A Amsterdam, le Comité local et le KMAN étaient intimement liés. Entre le 21 juin 1980 et le 6 janvier 1982266, les deux associations ont fait des communiqués de presse concernant les événements de Casablanca. Le 25 juin, le Comité a organisé une manifestation de protestation devant l'ambassade marocaine à La Haye et a remis à l'ambassadeur une pétition appuyée par la Fédération des Syndicats Hollandais (FNV) et les Syndicats Nationaux Chrétiens (CNV). Trois jours plus tard, une nouvelle manifestation a été organisée et a réuni 900 personnes. Fort de ce succès, le CCRM d'Amsterdam a réuni plusieurs représentants des organisations syndicales, politiques et ecclésiastiques de tout le pays.
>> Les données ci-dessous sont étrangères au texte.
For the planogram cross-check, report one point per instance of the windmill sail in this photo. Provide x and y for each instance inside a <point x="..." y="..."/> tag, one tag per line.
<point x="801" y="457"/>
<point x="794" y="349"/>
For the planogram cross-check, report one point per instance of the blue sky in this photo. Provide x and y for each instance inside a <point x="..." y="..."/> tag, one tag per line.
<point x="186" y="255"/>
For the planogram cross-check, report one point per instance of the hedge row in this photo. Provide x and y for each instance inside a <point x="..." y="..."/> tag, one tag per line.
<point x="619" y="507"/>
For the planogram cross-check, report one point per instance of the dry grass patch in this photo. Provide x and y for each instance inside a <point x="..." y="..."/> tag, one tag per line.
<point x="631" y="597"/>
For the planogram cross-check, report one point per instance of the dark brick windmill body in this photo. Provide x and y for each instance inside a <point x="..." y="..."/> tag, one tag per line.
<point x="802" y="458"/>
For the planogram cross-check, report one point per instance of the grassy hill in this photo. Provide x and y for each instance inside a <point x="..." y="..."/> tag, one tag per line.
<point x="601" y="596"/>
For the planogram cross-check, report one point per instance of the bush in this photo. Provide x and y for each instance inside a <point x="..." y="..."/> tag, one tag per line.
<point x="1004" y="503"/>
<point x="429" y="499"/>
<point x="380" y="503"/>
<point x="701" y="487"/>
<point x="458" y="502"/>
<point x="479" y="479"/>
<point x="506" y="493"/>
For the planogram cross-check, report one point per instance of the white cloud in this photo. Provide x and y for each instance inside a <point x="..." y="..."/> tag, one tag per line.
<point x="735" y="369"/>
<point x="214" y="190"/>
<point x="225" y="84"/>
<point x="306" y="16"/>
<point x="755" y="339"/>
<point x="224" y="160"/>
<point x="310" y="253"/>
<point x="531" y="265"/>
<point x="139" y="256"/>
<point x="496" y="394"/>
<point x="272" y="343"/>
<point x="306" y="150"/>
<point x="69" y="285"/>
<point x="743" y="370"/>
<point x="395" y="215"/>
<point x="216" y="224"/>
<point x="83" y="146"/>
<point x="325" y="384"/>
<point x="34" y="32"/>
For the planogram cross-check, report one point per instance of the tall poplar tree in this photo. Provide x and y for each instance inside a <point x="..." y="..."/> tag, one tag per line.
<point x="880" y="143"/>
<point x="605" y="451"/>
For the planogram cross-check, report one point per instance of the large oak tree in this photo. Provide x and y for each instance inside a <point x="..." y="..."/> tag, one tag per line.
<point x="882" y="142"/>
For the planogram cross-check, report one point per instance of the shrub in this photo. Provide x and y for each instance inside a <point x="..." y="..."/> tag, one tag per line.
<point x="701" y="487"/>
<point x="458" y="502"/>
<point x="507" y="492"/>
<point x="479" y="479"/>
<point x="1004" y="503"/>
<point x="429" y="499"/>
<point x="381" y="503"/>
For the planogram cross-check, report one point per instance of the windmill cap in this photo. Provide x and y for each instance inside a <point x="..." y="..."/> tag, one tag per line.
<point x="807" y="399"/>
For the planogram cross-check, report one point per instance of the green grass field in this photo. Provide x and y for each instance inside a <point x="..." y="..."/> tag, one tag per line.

Au niveau local, le CCRM d'Amsterdam collabore avec la section locale du KMAN d'Eindhoven et l'association humanitaire Emmaüs. Ensemble, ils dénoncent les activités des Amicales à Maastricht, notamment l'agression au couteau commise par leur président et ses collaborateurs à l'égard de certains militants du KMAN. Les organisations syndicales néerlandaises proches du CCRM d'Amsterdam, ont organisé à Rotterdam une soirée suivie d'une table ronde avec des représentants d'Amnesty International.

Les CLCRM en Europe cherchent le plus possible à investir l'espace public, s'agissant de la répression politique au Maroc. Cet investissement se caractérise par des distributions publiques de tracts, ainsi que par une implication dans l'enceinte universitaire où, d'une part, les CLCRM défendent les droits des étudiants étrangers et, d'autre part, ils sensibilisent les étudiants du campus sur la vie politique au Maroc sous une perspective d'une solidarité internationale. Par ailleurs, les CLCRM distribuent leur bulletin d'information dans des librairies et travaillent à gagner l'opinion publique en leur faveur par des interventions radiophoniques sur la répression politique au Maroc. L'examen de ces premières coordinations permet d'affirmer que les CLCRM ont parfois maille à partir avec les problèmes internes des mouvements associatifs marocains.

La coordination des CLCRM organisée à Rouen établissait une meilleure disposition des travaux des sections locales, dressait les premières recettes et harmonisait le plus possible le fonctionnement entre les CLCRM. A l'issue des activités portées par les CLCRM en Europe, une nouvelle association née des CLCRM voyait le jour en France durant les deux premières coordinations européennes267: l'Association des Parents et Amis des Disparus au Maroc (APADM). Cette association va compléter le travail des CLCRM en dressant des listes des victimes collatérales de la répression au Maroc, tout en centralisant davantage les listes des détenus dressées par les CLCRM. Ainsi, l'APADM publiait un premier communiqué daté d'août 1983. Ce communiqué fut signé par 97 détenus politiques de la prison centrale de Kénitra. Ces détenus du groupe « 83 » étaient pour la plupart des juges, des avocats, des journalistes dont certains appartenaient à l'USFP et l'AMDH. Ce communiqué : « appelle l'ensemble des

266 CEGES, Fonds Pierre Le Grève, AA 1936, Liasse n°408, Les CLCRM - Coordinations européennes : Bilan des activités du KMAN et du CLCRM d'Amsterdam du 7 janvier 1982.

267 CEGES, Fonds Pierre Le Grève, AA 1936, Liasse n°378, APADM - Communiqués : Communiqué de l'APADM du 15 mai 1983.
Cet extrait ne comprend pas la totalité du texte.